Дом Зиты – дом живых людей.
Индекс популярности: Хриза Рууд, доктор Хайдари, Ри Ги Чен, Гомер Хайдари, Ага Сафар, Лео Гланц, Сельма Цаун, С.Другаль, Ждан Хайдари, Она Мицкявичюте.
Зита радовалась: Хриза Рууд на первой ступени. Конечно, жаль, что Ждан только на девятом месте, но это работа либеров. Они сердятся на Ждана, он не хочет отдать им Мнемо и настаивает на дальнейших экспериментах. Но это ничего, Ждан умеет ждать. Вот еще странно: Ага Сафар в индексе популярности. Для этого оказалось достаточно исчезнуть из медицинского центра… Неужели он правда ушел к южным либерам, как о том говорят? Неужели он сумел освободиться от браслета?
Как странно…
Гумам считает: Мнемо – искусство. Гумам считает: жизнь у человека всего одна.

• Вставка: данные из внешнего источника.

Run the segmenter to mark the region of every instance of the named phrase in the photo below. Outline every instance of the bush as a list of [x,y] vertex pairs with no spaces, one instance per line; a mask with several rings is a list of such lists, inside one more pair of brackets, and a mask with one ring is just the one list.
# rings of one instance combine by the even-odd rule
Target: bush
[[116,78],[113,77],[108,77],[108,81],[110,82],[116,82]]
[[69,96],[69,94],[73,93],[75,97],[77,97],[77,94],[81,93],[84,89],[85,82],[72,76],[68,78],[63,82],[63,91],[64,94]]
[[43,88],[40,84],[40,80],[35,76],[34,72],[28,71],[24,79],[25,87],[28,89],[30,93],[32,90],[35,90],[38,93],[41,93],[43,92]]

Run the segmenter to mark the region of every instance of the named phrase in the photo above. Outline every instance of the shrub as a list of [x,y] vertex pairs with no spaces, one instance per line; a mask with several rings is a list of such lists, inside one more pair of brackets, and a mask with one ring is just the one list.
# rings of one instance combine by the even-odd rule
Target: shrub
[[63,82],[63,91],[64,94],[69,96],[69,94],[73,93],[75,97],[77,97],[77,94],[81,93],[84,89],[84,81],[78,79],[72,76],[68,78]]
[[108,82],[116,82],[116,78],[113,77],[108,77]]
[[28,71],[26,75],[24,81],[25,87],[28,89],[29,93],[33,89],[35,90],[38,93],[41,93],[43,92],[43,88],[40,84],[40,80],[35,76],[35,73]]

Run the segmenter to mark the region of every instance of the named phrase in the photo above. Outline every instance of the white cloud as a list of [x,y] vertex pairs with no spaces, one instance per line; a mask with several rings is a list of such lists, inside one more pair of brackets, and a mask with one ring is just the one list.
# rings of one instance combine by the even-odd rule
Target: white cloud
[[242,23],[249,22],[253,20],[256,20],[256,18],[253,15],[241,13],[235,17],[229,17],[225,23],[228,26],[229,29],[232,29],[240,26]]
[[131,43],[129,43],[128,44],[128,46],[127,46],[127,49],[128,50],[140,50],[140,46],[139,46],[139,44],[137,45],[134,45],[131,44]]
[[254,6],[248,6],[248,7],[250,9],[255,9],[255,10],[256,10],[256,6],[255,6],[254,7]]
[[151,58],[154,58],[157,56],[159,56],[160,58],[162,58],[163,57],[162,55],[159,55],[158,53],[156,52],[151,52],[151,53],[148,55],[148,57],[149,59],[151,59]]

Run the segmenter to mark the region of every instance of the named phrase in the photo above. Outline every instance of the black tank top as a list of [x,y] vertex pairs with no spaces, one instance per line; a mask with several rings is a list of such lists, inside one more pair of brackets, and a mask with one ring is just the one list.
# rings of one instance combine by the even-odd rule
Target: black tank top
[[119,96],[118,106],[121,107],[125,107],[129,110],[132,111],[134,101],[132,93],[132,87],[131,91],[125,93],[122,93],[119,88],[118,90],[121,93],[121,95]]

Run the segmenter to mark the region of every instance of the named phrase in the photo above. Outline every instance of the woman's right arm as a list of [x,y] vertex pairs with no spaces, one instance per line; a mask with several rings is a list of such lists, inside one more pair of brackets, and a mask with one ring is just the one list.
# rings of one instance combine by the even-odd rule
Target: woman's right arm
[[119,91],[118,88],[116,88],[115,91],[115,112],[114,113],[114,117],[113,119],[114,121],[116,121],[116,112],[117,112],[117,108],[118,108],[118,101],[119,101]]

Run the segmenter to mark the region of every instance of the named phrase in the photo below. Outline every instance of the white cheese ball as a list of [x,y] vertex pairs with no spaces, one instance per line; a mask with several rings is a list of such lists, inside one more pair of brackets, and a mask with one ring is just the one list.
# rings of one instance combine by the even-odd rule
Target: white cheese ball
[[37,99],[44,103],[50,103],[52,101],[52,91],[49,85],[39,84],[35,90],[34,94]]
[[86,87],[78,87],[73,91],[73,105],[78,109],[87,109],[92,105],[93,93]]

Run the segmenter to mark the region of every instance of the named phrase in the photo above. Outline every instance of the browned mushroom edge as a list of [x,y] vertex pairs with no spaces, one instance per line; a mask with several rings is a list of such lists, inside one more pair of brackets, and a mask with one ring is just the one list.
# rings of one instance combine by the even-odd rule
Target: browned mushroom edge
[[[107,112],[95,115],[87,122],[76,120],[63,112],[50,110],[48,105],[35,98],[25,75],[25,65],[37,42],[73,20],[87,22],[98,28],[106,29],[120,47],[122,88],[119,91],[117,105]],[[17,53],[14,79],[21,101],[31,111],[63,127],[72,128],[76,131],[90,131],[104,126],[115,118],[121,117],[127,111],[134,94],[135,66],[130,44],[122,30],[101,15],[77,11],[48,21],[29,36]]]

«Не столь уж свежая мысль, – усмехнулась Зита, – но Гумам может позволить себе и такое. Никому другому такой простой мысли он бы, наверное, не простил».

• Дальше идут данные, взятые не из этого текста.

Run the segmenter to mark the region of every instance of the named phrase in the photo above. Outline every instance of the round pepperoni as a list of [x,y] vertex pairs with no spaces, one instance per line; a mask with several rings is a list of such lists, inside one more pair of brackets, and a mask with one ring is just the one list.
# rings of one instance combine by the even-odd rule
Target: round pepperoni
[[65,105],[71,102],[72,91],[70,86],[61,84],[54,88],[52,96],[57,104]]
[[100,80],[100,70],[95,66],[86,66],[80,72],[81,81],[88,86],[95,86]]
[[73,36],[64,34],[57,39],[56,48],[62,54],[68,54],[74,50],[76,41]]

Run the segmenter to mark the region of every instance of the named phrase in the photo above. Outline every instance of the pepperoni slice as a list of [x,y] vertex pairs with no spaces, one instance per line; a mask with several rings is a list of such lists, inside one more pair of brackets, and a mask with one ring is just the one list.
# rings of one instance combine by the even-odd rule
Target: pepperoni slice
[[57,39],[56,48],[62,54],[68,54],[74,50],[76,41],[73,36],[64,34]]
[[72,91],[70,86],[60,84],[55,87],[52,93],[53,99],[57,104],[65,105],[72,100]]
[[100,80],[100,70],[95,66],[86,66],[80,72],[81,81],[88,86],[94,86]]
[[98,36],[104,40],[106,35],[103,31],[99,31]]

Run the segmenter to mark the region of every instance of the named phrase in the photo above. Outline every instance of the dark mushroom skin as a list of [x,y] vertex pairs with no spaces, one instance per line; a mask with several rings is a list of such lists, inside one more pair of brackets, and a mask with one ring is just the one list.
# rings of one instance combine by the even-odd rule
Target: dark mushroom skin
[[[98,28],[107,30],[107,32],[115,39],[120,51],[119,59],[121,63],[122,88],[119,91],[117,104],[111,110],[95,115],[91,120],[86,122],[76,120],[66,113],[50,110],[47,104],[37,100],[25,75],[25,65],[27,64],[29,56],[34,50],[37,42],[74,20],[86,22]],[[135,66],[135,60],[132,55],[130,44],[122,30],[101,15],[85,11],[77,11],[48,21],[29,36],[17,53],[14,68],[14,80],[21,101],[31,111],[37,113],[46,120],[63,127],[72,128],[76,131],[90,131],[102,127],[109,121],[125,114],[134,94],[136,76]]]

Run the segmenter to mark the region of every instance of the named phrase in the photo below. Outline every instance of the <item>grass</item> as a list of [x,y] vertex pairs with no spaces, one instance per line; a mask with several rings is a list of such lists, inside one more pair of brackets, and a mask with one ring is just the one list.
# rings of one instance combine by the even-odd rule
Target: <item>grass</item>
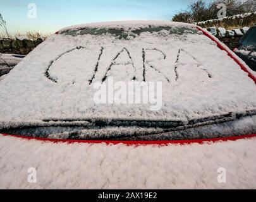
[[[39,33],[39,32],[32,32],[32,31],[28,31],[25,33],[20,33],[20,32],[18,32],[15,33],[15,34],[11,35],[10,38],[15,39],[19,37],[27,37],[28,39],[36,39],[39,37],[41,37],[44,39],[47,39],[48,37],[49,37],[51,35],[51,33]],[[3,33],[0,32],[0,38],[6,38],[7,36],[6,35],[4,34]]]

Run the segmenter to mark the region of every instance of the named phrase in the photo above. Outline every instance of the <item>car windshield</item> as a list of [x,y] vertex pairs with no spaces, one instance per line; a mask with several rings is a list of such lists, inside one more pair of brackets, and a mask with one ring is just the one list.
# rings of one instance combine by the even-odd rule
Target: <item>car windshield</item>
[[49,37],[0,81],[0,133],[85,140],[256,133],[255,84],[226,52],[194,25],[141,23]]
[[85,28],[83,29],[75,29],[64,31],[61,34],[66,35],[111,35],[118,37],[119,39],[131,39],[140,35],[143,32],[159,32],[167,31],[169,34],[182,35],[185,32],[197,33],[197,31],[194,28],[188,27],[152,27],[141,28],[134,30],[125,30],[123,28]]
[[256,49],[256,27],[253,27],[250,30],[241,41],[241,45],[243,47],[252,47]]

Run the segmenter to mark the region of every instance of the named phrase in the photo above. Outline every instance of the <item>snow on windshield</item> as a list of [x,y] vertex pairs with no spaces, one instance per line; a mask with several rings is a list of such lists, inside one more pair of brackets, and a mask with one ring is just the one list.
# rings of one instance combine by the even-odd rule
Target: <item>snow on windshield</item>
[[[253,81],[214,42],[190,28],[182,35],[163,30],[125,39],[110,34],[51,36],[0,81],[1,127],[44,120],[186,124],[254,112]],[[161,81],[161,109],[95,104],[94,85],[110,76],[114,81]]]

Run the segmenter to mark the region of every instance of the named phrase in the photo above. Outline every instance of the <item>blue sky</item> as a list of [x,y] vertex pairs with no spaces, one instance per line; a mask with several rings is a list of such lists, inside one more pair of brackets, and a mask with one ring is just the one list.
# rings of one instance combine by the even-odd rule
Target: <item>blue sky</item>
[[[84,23],[113,20],[171,20],[191,0],[0,0],[9,32],[52,33]],[[27,16],[37,6],[37,18]]]

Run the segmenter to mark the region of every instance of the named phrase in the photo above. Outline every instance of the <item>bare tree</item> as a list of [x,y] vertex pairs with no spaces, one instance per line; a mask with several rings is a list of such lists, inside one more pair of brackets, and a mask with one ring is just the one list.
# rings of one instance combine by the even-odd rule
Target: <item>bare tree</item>
[[9,37],[9,35],[8,33],[8,32],[7,31],[6,21],[4,20],[1,13],[0,13],[0,27],[4,29],[4,32],[6,33],[7,37]]
[[219,11],[217,6],[221,3],[226,6],[226,12],[228,16],[256,11],[255,0],[247,0],[246,1],[241,0],[212,0],[209,4],[206,4],[205,1],[202,0],[197,0],[189,4],[186,11],[181,11],[174,15],[173,21],[188,23],[216,19]]

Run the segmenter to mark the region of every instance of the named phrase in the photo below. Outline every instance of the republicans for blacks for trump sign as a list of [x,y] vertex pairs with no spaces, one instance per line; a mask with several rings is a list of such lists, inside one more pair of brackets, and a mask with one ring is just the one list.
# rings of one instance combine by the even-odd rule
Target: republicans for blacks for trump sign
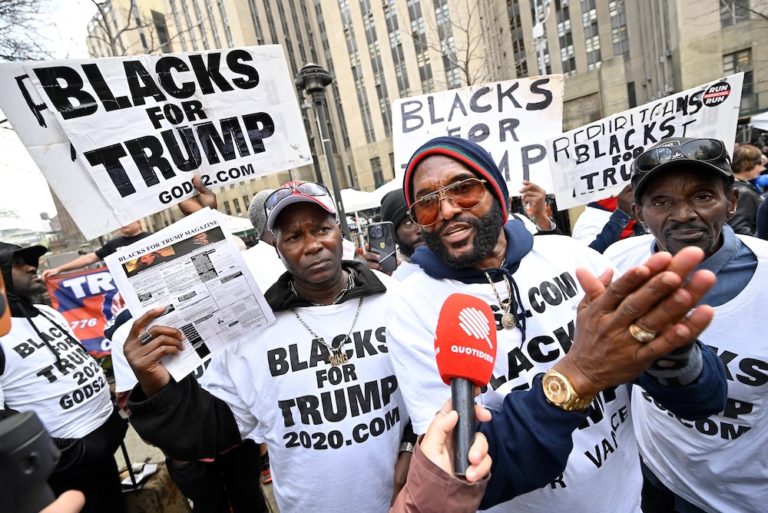
[[638,155],[670,137],[720,139],[733,148],[743,73],[654,100],[547,141],[558,208],[618,195]]
[[312,162],[280,46],[8,63],[0,80],[3,111],[89,238],[192,196],[194,175],[216,187]]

Зита не торопилась. Ее гости заняты, они интересны друг другу. Зита без всякого риска может подарить немножко времени зеркалу. Она хотела нравиться гостям, ведь это ее гости.
Месяц…
Уже месяц она живет в доме Ждана, но весь этот месяц – короткий миг. Зита ничего не успевает удержать в руках, все мгновенно уносится в прошлое. Она никогда такого не испытывала. Она счастлива.
Сонд – это сон, точно рассчитанный. Сонд – это сила и свежесть. Вы можете спать пять часов, а можете пять минут, сонд возвращает бодрость.
Зита прекрасно обходится и без сонда.
Загадка планеты Наос. Подтвердится ли гипотеза Аррениуса-Бугрова?
Почему бы и нет?
Доктор Чеди: наше возможное будущее. Государство – семья или каждая семья – государство?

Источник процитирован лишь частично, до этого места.